Guildford’s sister city — Freiburg, Germany — also has its share of half-timbered buildings, or Fadhwerkhäuser. But the cities are linked by more than medieval construction methods. They came together in 1979 to promote friendship, cultural exchange and world peace.

They’re still working on that final point. But at least they’re trying.

On the High Street

On the High Street

From Dulles to Heathrow, from jet plane to motor coach, from a sleek modern airport to a 16th-century hostelry. That was today’s long journey, or I should say yesterday-into-today’s journey. The lines are starting to blur between days and continents.

I write this post from the Angel Hotel with its four-poster bed, half-timbered ceilings, and perfect view of Guildford’s High Street.

Our traveling companions just landed. We’ll wait for them in the pub.

‘This Sceptered Isle’

‘This Sceptered Isle’

The last time I was in England we just dipped our toes into the country. We’d been touring Scotland and took a day trip through the borderlands to explore Hadrian’s Wall.

Today, we leave for three weeks in Britain, almost 10 days of that time visiting Celia’s in-laws in Surrey, then some adventures on our own. We’ve been planning this trip for months.

Now that departure day has arrived I feel again that mixture of awe and anxiety that precedes a trip: Did I check all the boxes? Have I packed everything I need? Properly printed off the train ticket QR codes?

I’m hoping those answers are yes because I’m about out of time. Tomorrow morning we land on “this sceptered isle.”

(From Brampton near Hadrian’s Wall)

Reservoir Trail

Reservoir Trail

A return, a sigh, a backward glance. I’m home now, absorbing the trip to NYC. It lasted a work week, but my only job was to walk, tour and savor the city.

On one of many excursions, I briefly relived one of my all-time favorite running routes. I would roll out of bed a little before 7 a.m., lace up my shoes, and make my way, half-asleep, to the Central Park Reservoir trail.

Back then you could run around whichever way you liked. Now, it’s counterclockwise only. No problem: counterclockwise gave us this splendid view of the San Remo Towers, lording it over their wedge of Central Park West.

Did I really live and walk here? Yes, I did. And for five perfect days, I did again.

Urban Density

Urban Density

Ah, there is so much to say about visiting Manhattan. So much that when I first sat down to write today I didn’t know where to begin!

But I did/ do know this. Such richness, such crazy, jarring richness, is made possible by something we don’t have in the suburbs: urban density.

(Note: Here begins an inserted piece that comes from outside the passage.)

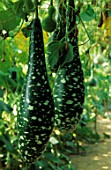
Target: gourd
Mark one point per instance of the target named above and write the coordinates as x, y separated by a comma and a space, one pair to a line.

Here into less than 22.6 square miles flow three to four million people every day. Here are museums, concert halls, restaurants, libraries, universities, even cherry trees (take that, D.C.!). Here are all sorts of people rubbing shoulders (and sometimes bumping into) all sorts of other people.

I sample the city as if it were an exotic yet comforting stew, spoonful by delicious spoonful.

(It’s easier to photograph cherry trees than urban density. All that jostling, you know)

Live from the Met

Live from the Met

From the time I was a little girl I’ve heard on the radio, “Live from the Metropolitan Opera in New York City” — and last night we were there, in the very place.

Truth to tell, for most of my life that announcement prompted an immediate change of station. But lately that has not been the case. Living with an opera lover is starting to rub off on me.

Last year for Christmas, I gave that opera lover two tickets to Verdi’s “La Traviata.” I hoped he would take me along. And he did!

So we took the train to New York City and last evening walked six blocks downtown, entered Lincoln Center and were swept up into the crowd. It was a chilly Tuesday and the place was packed. Some women wore long gowns and some men wore tuxedos, though most were dressed more casually. In other words, it was an audience writ as large as New York City. And it was as enthusiastic as the city, too. Arias and choruses were greeted with applause and shouts of “bravo” and “brava.”

The beauty and pathos of the music would touch even the stoniest of hearts. Here was the human condition in voice and song — performed in a city that appreciates it.

For some people, attending a Met opera is a once-in-a-lifetime experience. I hope it isn’t for us.